Following this session, Andrew Russell (Assistant Professor, History; Program Director, Science and Technology Studies) moderated a panel of papers exclusively devoted to the genre of Steampunk literature. The panelists delivered papers regarding various representations and meanings of steampunk and they pointed to larger social implications of the genre. All panelists mentioned The Difference Engine by William Gibson and Bruce Sterling (1989) as a key Steampunk text, including Lee Vinsel (Assistant Professor, Science and Technology Studies), who presented a lively paper on the novel entitled, “Why were Two 30-to-40 Something Science Fiction Writers Dreaming About a ‘Victorian Internet’ in 1989?”.
The Plenary Lecture was delivered by Dr.
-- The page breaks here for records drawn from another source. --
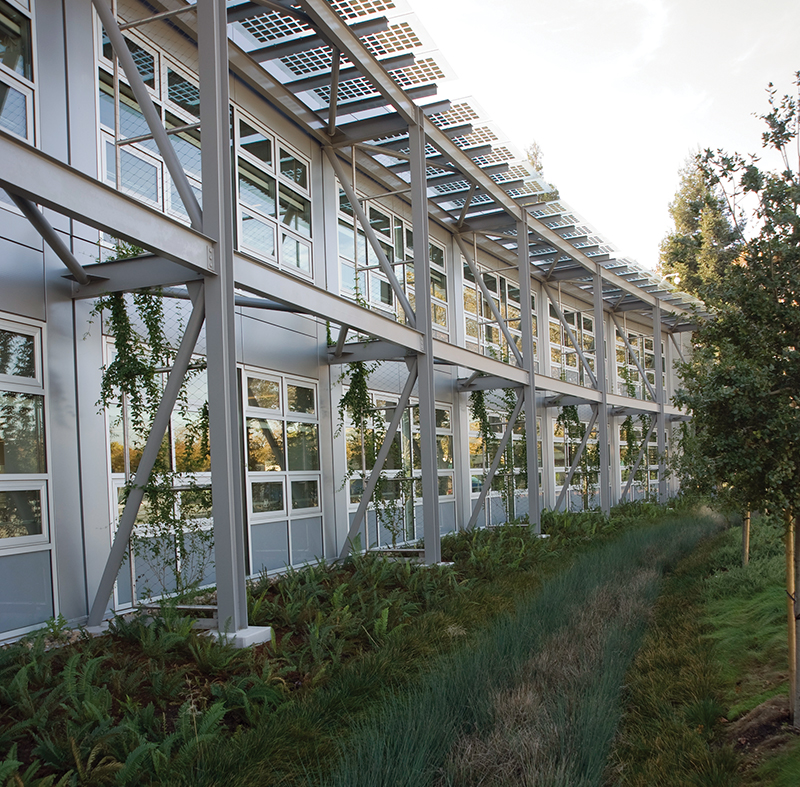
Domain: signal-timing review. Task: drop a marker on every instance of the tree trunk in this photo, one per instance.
(746, 538)
(791, 566)
(794, 627)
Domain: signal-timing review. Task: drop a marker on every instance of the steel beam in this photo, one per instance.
(487, 482)
(570, 333)
(50, 237)
(578, 454)
(635, 358)
(380, 460)
(490, 300)
(361, 215)
(223, 398)
(48, 182)
(149, 454)
(150, 113)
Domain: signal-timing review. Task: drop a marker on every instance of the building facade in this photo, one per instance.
(286, 183)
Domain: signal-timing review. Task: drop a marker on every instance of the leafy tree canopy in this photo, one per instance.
(742, 384)
(705, 240)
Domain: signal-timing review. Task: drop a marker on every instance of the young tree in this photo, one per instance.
(705, 240)
(742, 384)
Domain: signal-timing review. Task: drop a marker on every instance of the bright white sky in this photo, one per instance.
(618, 93)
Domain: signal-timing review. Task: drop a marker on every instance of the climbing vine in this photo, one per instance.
(175, 547)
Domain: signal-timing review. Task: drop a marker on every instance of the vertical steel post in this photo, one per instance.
(425, 373)
(223, 399)
(661, 435)
(529, 390)
(601, 365)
Tom Misa, Director of the Charles Babbage Institute and Professor of History and the University of Minnesota. Professor Misa offered conference attendees a unique glimpse into the world of collaboration between Charles Babbage and Ada Lovelace in the composition of what has been frequently called the first computer program. Following the plenary lecture, a session celebrating Ada-inspired arts was moderated by Jeff Thompson (Program Director, Visual Arts and Technology) and included a roundtable conversation featuring Sydney Padua, creator of the popular webcomic 2D Goggles. The final session of conference panels was moderated by Anthony Pennino (Assistant Professor, Literature; Theater and Technology) and featured aspects of Ada in the literary world, including her friendship with Charles Dickens and other authors.
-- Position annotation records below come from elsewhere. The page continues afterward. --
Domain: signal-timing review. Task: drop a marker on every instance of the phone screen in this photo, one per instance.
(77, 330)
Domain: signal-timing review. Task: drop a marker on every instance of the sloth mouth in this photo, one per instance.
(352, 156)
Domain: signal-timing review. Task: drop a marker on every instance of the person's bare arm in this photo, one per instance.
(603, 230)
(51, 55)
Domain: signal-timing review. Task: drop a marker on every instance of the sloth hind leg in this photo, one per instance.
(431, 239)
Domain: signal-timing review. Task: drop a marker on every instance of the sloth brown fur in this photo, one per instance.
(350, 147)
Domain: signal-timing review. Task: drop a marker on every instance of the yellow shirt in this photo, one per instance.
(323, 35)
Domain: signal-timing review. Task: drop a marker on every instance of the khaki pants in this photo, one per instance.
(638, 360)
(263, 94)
Keynote speaker Valerie Aurora, Executive Director and co-founder of the Ada Lovelace Initiative, a non-profit collective founded in 2011 to promote women in open technology and culture, delivered a lecture entitled “Rebooting the Ada Lovelace Mythos”. The keynote address, which was also part of the Provost’s Lecture Series on Women in Leadership, highlighted the importance of Ada Lovelace to the computing industry as well as the study of humanities. Aurora examined the representations of Lovelace by biographers and historians of science from the Victorian era to the near present. She suggested that the time is ripe for us in the present to create a new narrative about Ada Lovelace and the audience was invited to participate in this process. She then called for a detailed history of all Victorian female mathematicians to understand the strong connection between women and computing.
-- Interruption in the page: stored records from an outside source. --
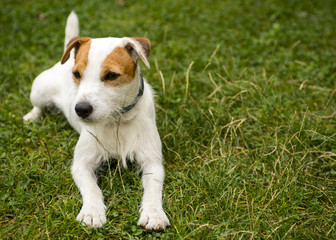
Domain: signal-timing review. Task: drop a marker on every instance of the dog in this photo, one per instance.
(99, 87)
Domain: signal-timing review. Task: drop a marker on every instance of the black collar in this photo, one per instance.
(140, 93)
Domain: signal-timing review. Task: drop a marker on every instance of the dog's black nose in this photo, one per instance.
(83, 109)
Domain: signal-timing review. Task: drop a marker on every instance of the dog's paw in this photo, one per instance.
(92, 215)
(153, 219)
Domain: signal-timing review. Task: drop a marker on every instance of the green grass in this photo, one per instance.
(246, 98)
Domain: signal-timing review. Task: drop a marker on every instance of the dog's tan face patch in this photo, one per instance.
(118, 68)
(81, 61)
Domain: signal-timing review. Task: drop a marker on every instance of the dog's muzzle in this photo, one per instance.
(83, 109)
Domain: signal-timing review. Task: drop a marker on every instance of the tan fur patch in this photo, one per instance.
(81, 60)
(118, 61)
About Stevens Institute of Technology
Stevens Institute of Technology, The Innovation University®, is a premier, private research university situated in Hoboken, N.J. overlooking the Manhattan skyline. Founded in 1870, technological innovation has been the hallmark and legacy of Stevens’ education and research programs for more than 140 years. Within the university’s three schools and one college, more than 6,100 undergraduate and graduate students collaborate with more than 350 faculty members in an interdisciplinary, student-centric, entrepreneurial environment to advance the frontiers of science and leverage technology to confront global challenges. Stevens is home to three national research centers of excellence, as well as joint research programs focused on critical industries such as healthcare, energy, finance, defense and STEM education and coastal sustainability. The university is consistently ranked among the nation’s elite for return on investment for students, career services programs and mid-career salaries of alumni. Stevens is in the midst of a 10-year strategic plan, The Future. Ours to Create., designed to further extend the Stevens legacy to create a forward-looking and far-reaching institution with global impact.